Close ranks on scammers targeting troops

Service personnel across our military work hard to earn their paychecks, often in hostile environments around the globe on challenging deployments. Sadly, that regular paycheck, frequent relocation, the stress of deployment, and separation from family and friends can make military households an attractive target for scam artists.

We would like to think our Army, Air Force, Navy, Marine Corps and Coast Guard personnel can let their guards down when they are back home engaging in basic activities like shopping for a car or securing a personal loan, selecting the best college or online course to improve their education, or choosing a pension plan.

Unfortunately, each of those activities represents an opportunity for scammers to defraud servicemembers and their families or steal their personal information. Last year, the Federal Trade Commission received 73,000 complaints from the military community. Thirty percent of those complaints related to identify theft, which is consistently one of the top fraud complaints reported to our agency. Other top complaints relate to imposter scams, lotteries and sweepstakes, foreign money offers and counterfeit check frauds.

As the nation’s lead consumer protection agency, the FTC brings law enforcement actions and engages in consumer education campaigns to stop fraud against all consumers, including servicemembers, veterans and their families.

In one recent case, the commission charged that one of the nation’s largest refinancers of veterans’ home loans violated the law by falsely representing that low-interest fixed-rate mortgages were available at no cost. Another case brought last year involved debt collectors who harassed servicemembers, sometimes for debts they did not even owe. A military consumer reported that a defendant debt collector told him he could face dismissal from the military for being in debt and that the collector would ruin his military career. In those and other consumer cases, the FTC has acted to stop those unlawful practices and obtain appropriate redress.

In addition to those enforcement efforts, we also cooperate closely with the Department of Defense, other federal agencies and law enforcement partners to stop scams and unlawful business practices that come to our attention. And we work with organizations such as the American Legion to spread accurate and helpful information to military families that is crucial to combatting fraud.

We are looking to do even more to help empower our military and veteran communities. As the daughter of a veteran, I have a particular appreciation for our military and feel we have a duty to do the most we can for those who are willing to sacrifice so much to protect our country.

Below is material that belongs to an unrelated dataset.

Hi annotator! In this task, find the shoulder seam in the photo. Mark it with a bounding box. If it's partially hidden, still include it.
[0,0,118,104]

July 16 marks the second annual Military Consumer Protection Day. Together with the DOD’s Office of the Secretary of Defense, the Consumer Financial Protection Bureau, and more than 30 public- and private-sector organizations including Military Saves, the FTC is working hard to ensure servicemembers have the tools they need to be well-informed consumers.

Our joint campaign, Military Consumer, provides active-duty and retired military consumers with a range of free and easily accessible online resources about how to manage finances, avoid scams and deal with identity theft. I urge military families to take advantage of it.

The website includes tips to help deployed servicemembers place an active-duty alert on their credit reports to deter identify theft, guidance on how veterans can protect their pensions, and questions to ask when you’re looking to use Post-9/11 GI Bill benefits, among other useful resources.

In addition, the FTC will be joining our Military Consumer partners for a Twitter town hall July 16 at 2 p.m. EDT. We hope you can join the conversation, which will focus on identify theft and credit-related topics. Questions can be submitted using #MCPD2014.

It’s time to close ranks on the scammers targeting our military, and, by working more closely together, we believe this is an achievable mission.

Thank you for your service.

Edith Ramirez is chairwoman of the Federal Trade Commission.